KRONİK RAHATSIZLIĞA DÖNÜŞEBİLİR; TİFOYA KADAR GÖTÜREBİLİR
Isıtılan yemeklerde bakteri birikmesinin yaşanabildiğini söyleyen İstanbul Gelişim Üniversitesi Hoş Sanatlar Fakültesi Dekan Yardımcısı Dr. Öğretim Üyesi Murat Doğan, kelamlarını şöyle sürdürdü:
“Salmonella bakterisi, tifoya neden olabilen bir bakteri. Diyelim ki bir tavuk yemeğinde 1-2 bakteri kaldı, bu şartlarda biz bunu ısıtarak tükettiğimiz takdirde bu bağırsaklarımıza yerleşiyor. Bunu çabucak fark etmek mümkün değil. 3-5 hafta sonra kuluçka periyodunu geçtikten sonra bizi çabucak enfekte ediyor. Bizim de bundan kurtulmamız 5-6 ayı buluyor. Bu bir kronik rahatsızlığa dönüşebilir. Tifoya kadar götürebilir. Bunlara çok dikkat etmek gerekiyor. Staphylococcus Aureus bakterisi süratli formda zehirleme yapar. Yeterlice ısıtırsak, tekrar pişirme sürecinden geçirirsek bu sorunu yaşamayız.”
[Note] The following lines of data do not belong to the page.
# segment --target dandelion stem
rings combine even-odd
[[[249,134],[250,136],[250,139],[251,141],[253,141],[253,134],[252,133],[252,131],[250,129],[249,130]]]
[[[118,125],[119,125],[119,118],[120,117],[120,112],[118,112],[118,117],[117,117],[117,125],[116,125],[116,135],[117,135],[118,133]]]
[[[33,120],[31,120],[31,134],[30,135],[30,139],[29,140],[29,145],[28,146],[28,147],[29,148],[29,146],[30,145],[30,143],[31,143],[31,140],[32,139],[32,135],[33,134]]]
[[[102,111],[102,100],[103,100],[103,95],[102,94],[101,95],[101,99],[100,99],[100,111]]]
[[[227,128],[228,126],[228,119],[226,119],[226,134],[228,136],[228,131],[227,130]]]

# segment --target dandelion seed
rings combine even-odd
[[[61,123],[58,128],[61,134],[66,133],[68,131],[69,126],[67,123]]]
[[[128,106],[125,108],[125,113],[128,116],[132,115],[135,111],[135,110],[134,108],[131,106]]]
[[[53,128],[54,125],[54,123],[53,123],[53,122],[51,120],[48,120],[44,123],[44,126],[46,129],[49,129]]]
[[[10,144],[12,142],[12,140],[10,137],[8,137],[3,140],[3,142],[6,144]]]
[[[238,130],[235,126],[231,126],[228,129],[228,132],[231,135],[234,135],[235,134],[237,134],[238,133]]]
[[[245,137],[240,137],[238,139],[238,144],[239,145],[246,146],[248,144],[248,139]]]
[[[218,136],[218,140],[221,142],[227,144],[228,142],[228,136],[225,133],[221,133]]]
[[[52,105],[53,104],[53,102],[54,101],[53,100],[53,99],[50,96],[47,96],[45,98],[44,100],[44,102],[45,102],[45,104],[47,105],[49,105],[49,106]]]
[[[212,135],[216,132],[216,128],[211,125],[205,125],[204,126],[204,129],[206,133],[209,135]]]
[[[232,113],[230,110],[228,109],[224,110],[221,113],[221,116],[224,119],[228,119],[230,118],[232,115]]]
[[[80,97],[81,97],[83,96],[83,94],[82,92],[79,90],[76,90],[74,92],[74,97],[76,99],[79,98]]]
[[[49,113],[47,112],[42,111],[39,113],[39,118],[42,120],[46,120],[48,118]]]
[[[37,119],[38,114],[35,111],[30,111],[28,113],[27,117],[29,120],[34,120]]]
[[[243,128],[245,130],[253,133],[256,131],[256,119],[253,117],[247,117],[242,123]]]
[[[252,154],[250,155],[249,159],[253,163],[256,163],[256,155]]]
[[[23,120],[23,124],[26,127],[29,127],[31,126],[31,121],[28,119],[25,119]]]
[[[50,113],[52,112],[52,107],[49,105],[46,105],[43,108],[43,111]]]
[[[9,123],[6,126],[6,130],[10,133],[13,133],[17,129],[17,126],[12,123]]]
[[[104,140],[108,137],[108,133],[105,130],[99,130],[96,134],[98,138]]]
YEMEĞİ KENDİ TENCERESİNDE SAKLAYIN
Saklanacak yemeğin, kendi tenceresinde koruma edilmesi gerektiğini söz eden Doğan, “Yeni bir kaba ya da plastik bir kaba almak hakikat değil. Servisi yapıp, yemeği tabakladıktan sonra kalan kısmını birebir tencereyle dolaba kaldırmak en doğrusu. Yeni tencere bulaşık makinesinde iyi yıkanmamış olabilir, oradan da mikroorganizma bulaşmış olabilir. Bunların hepsi risk. Şayet ısıtmayı hakikat yapmıyorsak besin zehirlenmesi olabilir. Sıcak bir yemeği de ön soğutma yapmadan buzdolabına koymamak lazım. Tencere içerisinde sıcak yemeği dolaba koyduğunuzda yoğuşmadan ötürü damlama gerçekleşiyor. Mikroorganizmalar bu nemden ötürü çoğalabilir. Ön bir soğutma süreci yapmak gerekiyor” sözlerini kullandı.